Kemudian muncul lagi berita dari www.footballchannel.asia, tiga pemain timnas U-23 menerima undangan trial dari beberapa klub Jepang. Evan Dimas, Adam Alis, dan Hansamu Yama Pranata akan mengikuti jejak Andik Vermansyah, Syakir Sulaiman, Irfan Bachdim dan Stefano Lilipaly mengikuti trial di Jepang. Hanya Irfan Bachdim yang bertahan mendapatkan kontrak di Ventforet Kofu dan kali ini di Consadole Sapporo. Stefano Lilipaly hanya menjalani semusim bersama Consadole Sapporo.


Akhir tahun 2014 tiga pesepakbola muda juga pernah mengikuti trial bersama Jubilo Iwata U-18. Syamsir Alam, Gavin Kwan Adsit dan Ryuji Utomo.

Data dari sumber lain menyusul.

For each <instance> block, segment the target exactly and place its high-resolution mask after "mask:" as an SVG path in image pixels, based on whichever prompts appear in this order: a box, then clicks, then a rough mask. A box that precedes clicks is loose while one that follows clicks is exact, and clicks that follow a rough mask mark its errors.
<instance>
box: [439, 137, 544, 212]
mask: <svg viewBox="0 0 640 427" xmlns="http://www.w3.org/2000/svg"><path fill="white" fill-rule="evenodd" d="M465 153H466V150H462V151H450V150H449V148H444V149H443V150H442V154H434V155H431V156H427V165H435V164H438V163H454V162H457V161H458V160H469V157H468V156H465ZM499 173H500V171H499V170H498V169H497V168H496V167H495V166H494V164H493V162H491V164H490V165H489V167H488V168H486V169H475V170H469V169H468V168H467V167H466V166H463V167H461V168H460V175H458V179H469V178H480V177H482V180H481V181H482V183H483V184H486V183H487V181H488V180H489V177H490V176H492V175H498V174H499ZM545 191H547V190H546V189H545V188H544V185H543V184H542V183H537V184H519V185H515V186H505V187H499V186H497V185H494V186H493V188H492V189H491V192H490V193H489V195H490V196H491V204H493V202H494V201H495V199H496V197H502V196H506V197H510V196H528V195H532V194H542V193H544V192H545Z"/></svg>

Gavin termasuk pesepakbola dengan jiwa petualang. Ia pernah bersama CFR Cluj Rumania, TSV Niendofer Jerman, sempat pula menjalani trial di FC Tokyo pertengahan 2014. Musim ini ia membela Mitra Kukar, sayang kompetisi keburu dibubarkan sebelum aksinya bisa dinikmati lebih jauh.

Petualang. Kata tersebut mengingatkan kepada sosok Arthur Irawan yang sedang bermain untuk Waasland-beveren Belgia. Mulai dari Lytham Town Inggris,  Espanyol B hingga Malaga B pernah pemuda ini jajal meskipun untuk ditimnas ia lebih sering gagal lolos seleksi.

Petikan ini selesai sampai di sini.